In an effort to investigate further tuning of the myocardial kinetics of guanidine PET radiotracers to improve quantitative analysis and imaging of neuroendocrine tumors, we were interested in synthesizing hydroxyphenoxyethylguanidine analogues ([11C]-3-fluoro-4-hydroxyphenoxyethylguanidine ([11C]3F-PHPOG, [11C]3i), [11C]-1-(3-fluoro-5-hydroxyphenethyl)guanidine ([11C]3c), and [11C]-1-(3,4-dihydroxyphenethyl)guanidine ([11C]3d)). Since its initial discovery, guanidine has been found in a variety of natural products,17,18 and many guanidine synthesis methods have been investigated. However, while there has been extensive research devoted to studying guanidino compounds and their syntheses,17,18 methods for labeling guanidines with carbon-11 remain scarce. Almost 30 years ago, Westerberg and Långström synthesized [11C]MIBG,19 1,3-di(2-tolyl)-[11C]guanidine,20 and [11C]GG16721 using [11C]cyanogen bromide ([11C]BrCN).22 Building on this literature precedent, Raffel recently synthesized a variety of [11C]phenethylguanidines using similar approaches.13 However, the syntheses of all these radiolabeled guanidines were performed manually using homemade equipment that is no longer particularly amenable to routine clinical production demands in cGMP-compliant PET radiochemistry laboratories.

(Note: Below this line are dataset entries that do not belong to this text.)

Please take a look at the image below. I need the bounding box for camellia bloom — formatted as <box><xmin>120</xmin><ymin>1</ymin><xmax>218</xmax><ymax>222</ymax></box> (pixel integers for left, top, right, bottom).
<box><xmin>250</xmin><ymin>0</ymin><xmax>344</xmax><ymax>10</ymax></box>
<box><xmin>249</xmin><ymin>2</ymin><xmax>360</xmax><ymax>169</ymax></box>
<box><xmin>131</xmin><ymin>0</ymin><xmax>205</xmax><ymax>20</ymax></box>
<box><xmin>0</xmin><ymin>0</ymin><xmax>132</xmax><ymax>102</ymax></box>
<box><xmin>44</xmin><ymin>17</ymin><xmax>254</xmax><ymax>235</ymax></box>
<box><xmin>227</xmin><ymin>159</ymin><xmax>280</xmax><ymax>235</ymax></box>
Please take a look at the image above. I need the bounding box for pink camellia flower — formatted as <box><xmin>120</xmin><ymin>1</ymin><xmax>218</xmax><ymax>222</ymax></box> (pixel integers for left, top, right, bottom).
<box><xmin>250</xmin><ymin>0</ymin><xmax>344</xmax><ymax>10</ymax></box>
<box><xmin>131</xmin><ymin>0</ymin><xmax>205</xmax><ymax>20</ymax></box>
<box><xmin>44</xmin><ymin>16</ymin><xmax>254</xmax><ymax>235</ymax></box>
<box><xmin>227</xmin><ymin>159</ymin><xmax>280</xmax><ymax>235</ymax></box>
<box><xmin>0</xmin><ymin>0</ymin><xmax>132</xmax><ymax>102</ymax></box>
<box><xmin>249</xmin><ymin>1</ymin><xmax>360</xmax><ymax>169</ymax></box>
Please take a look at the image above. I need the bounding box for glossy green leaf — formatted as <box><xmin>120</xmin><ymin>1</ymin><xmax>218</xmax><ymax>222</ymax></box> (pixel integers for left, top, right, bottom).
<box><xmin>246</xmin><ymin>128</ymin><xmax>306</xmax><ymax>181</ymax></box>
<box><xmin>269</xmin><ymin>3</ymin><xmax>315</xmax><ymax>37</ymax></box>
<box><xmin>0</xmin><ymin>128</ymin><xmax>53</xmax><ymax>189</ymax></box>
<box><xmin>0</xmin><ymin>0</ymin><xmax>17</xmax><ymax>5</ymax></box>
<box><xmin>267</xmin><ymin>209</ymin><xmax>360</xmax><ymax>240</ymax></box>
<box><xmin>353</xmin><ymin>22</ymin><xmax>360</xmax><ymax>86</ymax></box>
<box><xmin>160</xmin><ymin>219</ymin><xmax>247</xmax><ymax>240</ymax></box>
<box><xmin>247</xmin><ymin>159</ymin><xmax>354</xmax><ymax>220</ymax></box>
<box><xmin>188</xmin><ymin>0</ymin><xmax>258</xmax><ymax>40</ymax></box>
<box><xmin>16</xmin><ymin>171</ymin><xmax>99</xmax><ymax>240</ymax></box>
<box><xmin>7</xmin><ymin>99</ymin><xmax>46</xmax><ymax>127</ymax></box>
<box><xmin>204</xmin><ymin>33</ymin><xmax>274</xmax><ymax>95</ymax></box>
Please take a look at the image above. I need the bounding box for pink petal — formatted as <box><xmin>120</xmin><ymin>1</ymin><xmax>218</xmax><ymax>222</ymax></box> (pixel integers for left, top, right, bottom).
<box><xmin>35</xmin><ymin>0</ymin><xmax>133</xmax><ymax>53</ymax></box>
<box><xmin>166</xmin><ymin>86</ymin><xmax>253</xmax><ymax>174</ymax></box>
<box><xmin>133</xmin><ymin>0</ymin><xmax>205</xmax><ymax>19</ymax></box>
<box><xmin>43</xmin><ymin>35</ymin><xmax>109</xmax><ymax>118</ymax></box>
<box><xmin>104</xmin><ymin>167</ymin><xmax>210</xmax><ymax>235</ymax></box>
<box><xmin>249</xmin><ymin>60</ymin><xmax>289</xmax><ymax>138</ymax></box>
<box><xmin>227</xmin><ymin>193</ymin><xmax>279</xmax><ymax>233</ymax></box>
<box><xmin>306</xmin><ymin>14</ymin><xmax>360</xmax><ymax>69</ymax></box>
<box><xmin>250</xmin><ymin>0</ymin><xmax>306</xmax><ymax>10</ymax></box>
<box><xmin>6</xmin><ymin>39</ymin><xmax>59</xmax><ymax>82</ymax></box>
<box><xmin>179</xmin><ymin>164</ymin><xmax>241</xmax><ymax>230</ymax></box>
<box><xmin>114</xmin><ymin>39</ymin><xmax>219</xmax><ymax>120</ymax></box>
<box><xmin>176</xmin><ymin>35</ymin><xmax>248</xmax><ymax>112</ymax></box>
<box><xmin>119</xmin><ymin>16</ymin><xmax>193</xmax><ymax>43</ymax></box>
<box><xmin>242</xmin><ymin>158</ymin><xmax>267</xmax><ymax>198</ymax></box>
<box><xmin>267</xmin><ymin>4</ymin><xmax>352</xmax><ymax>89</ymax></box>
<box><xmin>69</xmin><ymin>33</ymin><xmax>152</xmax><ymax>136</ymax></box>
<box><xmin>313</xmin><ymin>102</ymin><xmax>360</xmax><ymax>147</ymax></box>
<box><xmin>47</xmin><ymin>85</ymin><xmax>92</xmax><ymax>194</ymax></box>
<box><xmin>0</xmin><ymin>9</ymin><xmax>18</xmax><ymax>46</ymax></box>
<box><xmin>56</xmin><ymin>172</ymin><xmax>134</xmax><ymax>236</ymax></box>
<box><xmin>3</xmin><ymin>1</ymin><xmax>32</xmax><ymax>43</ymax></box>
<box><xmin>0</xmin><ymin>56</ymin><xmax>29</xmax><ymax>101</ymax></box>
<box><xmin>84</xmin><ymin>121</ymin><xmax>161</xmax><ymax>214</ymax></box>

To address this gap in radiochemistry, herein we report a new automated method for radiolabeling guanidines with carbon-11 and use it to prepare a series of [11C]guanidines. Proof-of-concept is demonstrated through preclinical cardiac PET in rabbits with [11C]3F-PHPOG

Our investigation began with optimization of the reaction conditions for the carbon-11 guanylation of a model compound, meta-fluorobenzylamine (1a) (Scheme 1 and Table 1). A GE TracerLab FXM automated synthesis module was used with simple modifications (see the Supporting Information). To accomplish the transformation, [11C]hydrogen cyanide ([11C]HCN) was produced from [11C]CO2, and then converted to [11C]BrCN using pyridinium perbromide and Sb metal, per previous reports.5 The tube containing pyridinium perbromide and plug of Sb metal was connected inline between the process panel (where [11C]HCN is generated) and the FXM synthesis module. The flow of [11C]BrCN was then directly sparged into a solution containing amine precursor 1a in the reactor of the synthesis module. Initial generation of cyanamide intermediate [11C]2a proceeded in 42% RCY (based on HPLC analysis of the crude product as described in the Supporting Information) (Scheme 1). Encouraged by this initial result, we proceeded to investigate the subsequent generation of guanidine product [11C]3a (Table 1). However, initial efforts to treat cyanamide intermediate [11C]2a with ammonium chloride and generate guanidine product [11C]3a resulted in low yield (3%) (Table 1, entry 1). We hypothesized that the second step was slow and inefficient, and that increased temperature, pressure and/or reaction time could improve radiochemical yield. The automated module allows increasing the pressure of the reaction chamber by over pressurizing with nitrogen gas. Overpressurizing for 15 s was insufficient to notably improve yield of [11C]3a from [11C]2a (Table 1, entry 2). Switching to a saturated ammonium chloride solution and further increasing the time to over pressurize the rector resulted in an improved radiochemical yield of 36–49%, n = 2 (Table 1, entry 3).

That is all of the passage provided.